How these Covid-19 survivors are coping with their changed sense of smell, the tiny culprits behind dozens of people getting their feet stained on the beaches of Maine and New Hampshire, and more.
How these Covid-19 survivors are dealing with their changed sense of smell. A number of Covid-19 patients have developed parosmia, a condition in which their smell and taste are distorted. Writing for the New York Times, Deborah Schoch looks at some Covid-19 survivors whose sense of smell has changed entirely, including one who said her coffee now smells like gasoline and another who said she has to hold her breath when shampooing her hair because of the smell.
What you need to know about your vaccination card. As more Americans get Covid-19 vaccines and travel begins to pick up once again, people have started using their vaccination cards to show they've been vaccinated. Writing for the New York Times, Concepción de León answers seven questions about vaccine cards, including whether you need the card to travel and what happens if you lose it.

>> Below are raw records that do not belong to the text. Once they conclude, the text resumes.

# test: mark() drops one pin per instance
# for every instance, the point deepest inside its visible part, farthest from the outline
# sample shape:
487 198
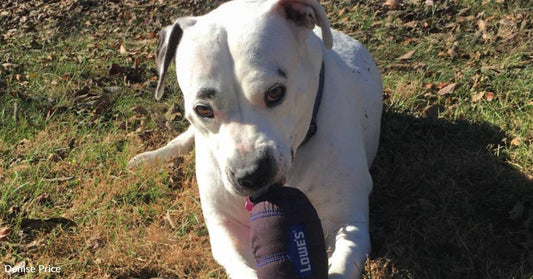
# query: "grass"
453 179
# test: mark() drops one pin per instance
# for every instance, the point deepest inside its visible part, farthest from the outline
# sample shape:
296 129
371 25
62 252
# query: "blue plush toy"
286 233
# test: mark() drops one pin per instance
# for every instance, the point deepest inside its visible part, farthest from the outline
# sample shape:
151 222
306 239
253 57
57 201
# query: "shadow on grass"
442 200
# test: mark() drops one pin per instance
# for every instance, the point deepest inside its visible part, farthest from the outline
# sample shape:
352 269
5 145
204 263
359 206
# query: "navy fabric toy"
286 234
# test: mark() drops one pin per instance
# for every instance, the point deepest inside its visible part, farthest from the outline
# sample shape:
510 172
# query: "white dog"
250 72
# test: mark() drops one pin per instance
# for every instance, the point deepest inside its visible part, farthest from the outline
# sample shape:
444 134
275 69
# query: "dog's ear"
306 14
169 39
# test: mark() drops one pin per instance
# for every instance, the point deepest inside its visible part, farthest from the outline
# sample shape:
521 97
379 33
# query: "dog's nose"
257 174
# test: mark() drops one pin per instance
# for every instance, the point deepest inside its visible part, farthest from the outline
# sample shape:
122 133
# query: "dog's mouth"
247 189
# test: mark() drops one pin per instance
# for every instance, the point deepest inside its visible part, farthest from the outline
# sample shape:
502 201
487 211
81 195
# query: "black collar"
312 127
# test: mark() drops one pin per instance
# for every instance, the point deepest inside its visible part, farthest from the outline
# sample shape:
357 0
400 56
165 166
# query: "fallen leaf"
516 141
116 69
489 96
433 111
447 89
122 50
112 89
429 86
392 4
442 85
517 211
17 268
28 225
140 110
407 56
5 232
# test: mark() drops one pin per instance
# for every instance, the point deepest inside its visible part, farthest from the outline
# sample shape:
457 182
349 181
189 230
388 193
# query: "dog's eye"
274 95
204 111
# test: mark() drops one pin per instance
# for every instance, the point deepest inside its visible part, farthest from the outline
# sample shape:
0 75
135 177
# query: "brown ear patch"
300 14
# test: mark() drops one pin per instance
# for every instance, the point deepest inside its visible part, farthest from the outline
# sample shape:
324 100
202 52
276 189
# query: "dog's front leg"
352 245
177 146
230 244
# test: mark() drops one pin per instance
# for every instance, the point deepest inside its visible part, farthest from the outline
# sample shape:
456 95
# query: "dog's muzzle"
254 173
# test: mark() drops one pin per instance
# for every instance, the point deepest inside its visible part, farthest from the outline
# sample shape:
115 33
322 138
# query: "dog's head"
249 74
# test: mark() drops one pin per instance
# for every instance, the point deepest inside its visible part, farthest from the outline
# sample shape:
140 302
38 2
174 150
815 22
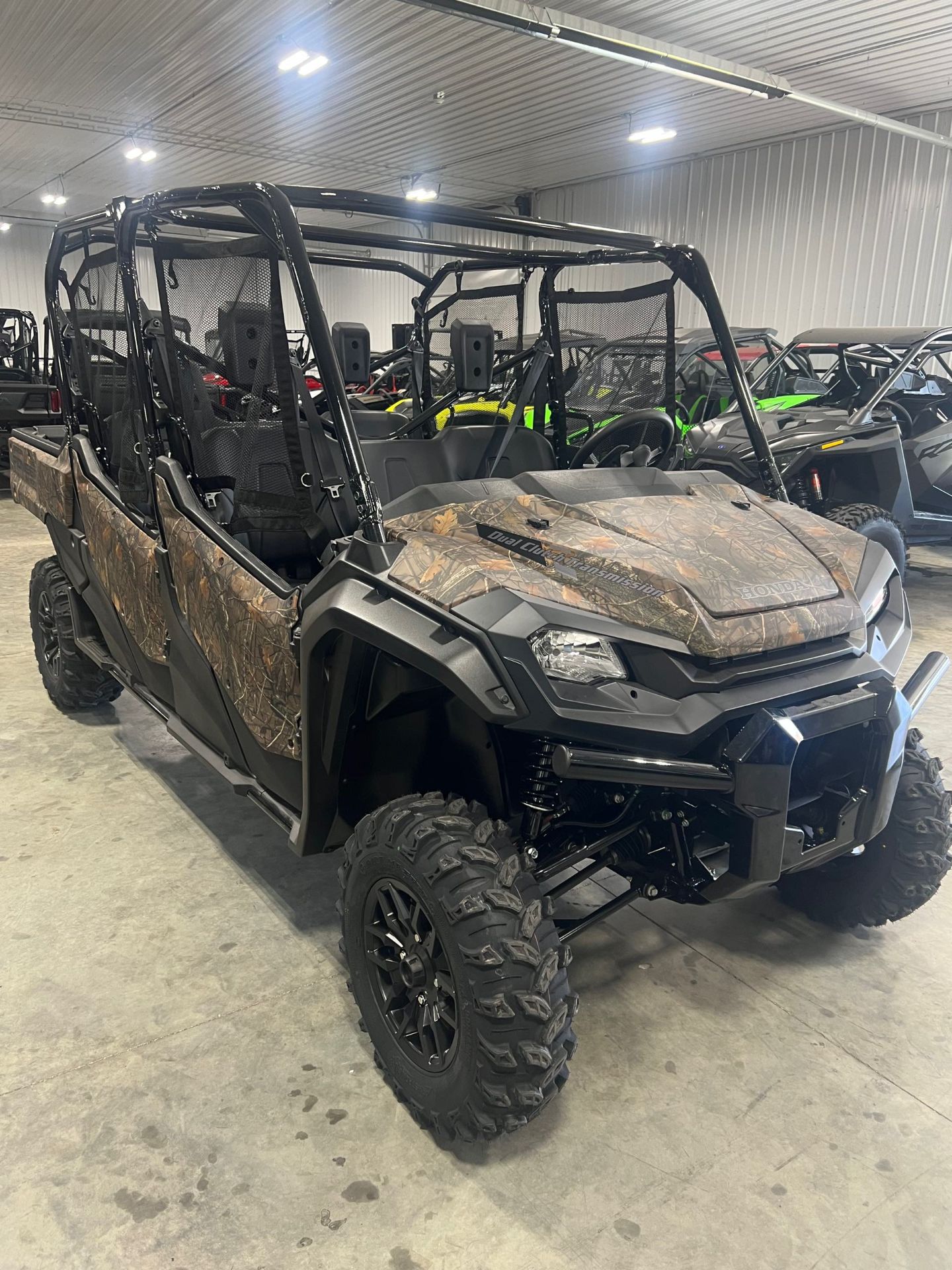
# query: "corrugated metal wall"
844 226
22 263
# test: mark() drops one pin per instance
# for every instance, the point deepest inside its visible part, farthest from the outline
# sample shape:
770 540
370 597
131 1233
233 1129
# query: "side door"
116 554
233 648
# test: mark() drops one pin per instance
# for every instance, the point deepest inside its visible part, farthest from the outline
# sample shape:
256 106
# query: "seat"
457 454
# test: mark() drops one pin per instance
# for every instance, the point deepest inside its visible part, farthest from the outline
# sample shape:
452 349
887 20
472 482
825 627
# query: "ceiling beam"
647 54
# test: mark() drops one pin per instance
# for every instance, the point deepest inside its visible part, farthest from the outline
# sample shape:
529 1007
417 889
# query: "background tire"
875 524
514 1010
899 870
71 680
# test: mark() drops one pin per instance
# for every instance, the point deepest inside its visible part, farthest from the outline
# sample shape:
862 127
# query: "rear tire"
71 680
875 523
489 962
899 870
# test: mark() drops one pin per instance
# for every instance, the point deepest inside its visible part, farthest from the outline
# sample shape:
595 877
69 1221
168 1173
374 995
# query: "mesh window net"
102 374
617 351
225 371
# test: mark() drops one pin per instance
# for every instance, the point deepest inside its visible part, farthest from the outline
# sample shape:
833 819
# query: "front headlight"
876 605
576 656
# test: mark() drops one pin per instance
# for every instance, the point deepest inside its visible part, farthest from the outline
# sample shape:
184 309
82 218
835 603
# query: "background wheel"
899 870
456 967
875 523
71 680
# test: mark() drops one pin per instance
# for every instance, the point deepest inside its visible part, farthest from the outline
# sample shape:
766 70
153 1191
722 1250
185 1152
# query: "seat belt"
329 482
539 364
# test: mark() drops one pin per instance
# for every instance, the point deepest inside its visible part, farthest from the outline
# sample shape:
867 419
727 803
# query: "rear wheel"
899 870
875 523
456 967
71 680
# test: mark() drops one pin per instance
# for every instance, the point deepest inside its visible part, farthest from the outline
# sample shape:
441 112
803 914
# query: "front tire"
71 680
456 967
899 870
875 524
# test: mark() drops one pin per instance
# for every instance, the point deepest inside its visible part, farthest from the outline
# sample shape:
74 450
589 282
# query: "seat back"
459 452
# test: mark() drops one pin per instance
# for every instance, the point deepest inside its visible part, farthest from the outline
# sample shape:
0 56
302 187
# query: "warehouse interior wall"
23 253
846 226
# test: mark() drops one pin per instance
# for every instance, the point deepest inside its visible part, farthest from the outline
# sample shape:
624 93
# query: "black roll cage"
28 342
272 211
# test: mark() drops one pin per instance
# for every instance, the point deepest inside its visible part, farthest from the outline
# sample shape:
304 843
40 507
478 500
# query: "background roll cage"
272 211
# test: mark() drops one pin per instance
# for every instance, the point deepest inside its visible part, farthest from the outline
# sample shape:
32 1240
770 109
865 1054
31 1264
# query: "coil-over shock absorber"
539 788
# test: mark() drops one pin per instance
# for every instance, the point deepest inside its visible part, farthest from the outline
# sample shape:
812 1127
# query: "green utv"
859 422
480 672
626 374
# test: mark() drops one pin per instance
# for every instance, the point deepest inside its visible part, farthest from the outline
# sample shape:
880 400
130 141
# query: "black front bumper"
763 783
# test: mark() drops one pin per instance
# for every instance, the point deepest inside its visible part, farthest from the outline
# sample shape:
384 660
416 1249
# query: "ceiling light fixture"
292 60
648 135
313 65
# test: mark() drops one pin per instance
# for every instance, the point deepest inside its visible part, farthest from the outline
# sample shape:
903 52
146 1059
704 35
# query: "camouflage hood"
727 572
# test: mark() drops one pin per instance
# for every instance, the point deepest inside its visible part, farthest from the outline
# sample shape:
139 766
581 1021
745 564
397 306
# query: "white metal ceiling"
200 78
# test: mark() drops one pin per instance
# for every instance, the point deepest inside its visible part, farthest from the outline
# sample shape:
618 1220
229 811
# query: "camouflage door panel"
124 558
40 482
243 628
680 566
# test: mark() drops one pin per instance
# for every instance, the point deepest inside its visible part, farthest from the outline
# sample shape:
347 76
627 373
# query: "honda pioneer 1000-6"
483 673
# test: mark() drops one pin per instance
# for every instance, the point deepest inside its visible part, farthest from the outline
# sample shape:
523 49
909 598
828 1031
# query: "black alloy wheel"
48 634
415 988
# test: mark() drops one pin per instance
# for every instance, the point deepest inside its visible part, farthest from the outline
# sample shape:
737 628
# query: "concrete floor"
183 1085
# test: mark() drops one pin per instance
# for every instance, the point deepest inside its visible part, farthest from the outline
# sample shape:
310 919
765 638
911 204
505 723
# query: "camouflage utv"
483 673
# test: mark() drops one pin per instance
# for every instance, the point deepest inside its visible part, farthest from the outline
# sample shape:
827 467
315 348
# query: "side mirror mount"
352 347
473 347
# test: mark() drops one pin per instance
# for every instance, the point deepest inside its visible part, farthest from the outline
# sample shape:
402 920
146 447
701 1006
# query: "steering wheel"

Why one man decided to stop taking his medication—and why he'll never do it again. Writing for the Washington Post, Steven Petrow discusses why he decided one day to reduce his dose of a prescribed medication without telling his physician—and the serious consequence that followed. Noting that such behavior is common among patients hoping to stretch out a costly prescription or avoid a complex daily regimen of pills, Petrow concludes, "From here on out, I will remember that my doctors have something I don't—a medical degree—and that being honest with them is what's best for me in the long run (and makes it more likely that I will have a long run)."
What was staining their feet? A horde of dead insects. Dozens of people across Maine and New Hampshire complained that the sand on the beaches had left dark stains on their feet without any clear explanation for the phenomenon. Writing for the New York Times, Heather Murphy explains the mystery may finally be solved. According to Maine's Department of Agriculture, "millions of tiny black kelp flies that feed off decaying seaweed appeared to have died on one stretch of beach," Murphy writes, and the naturally occurring pigment in those insect carcasses may be the culprit.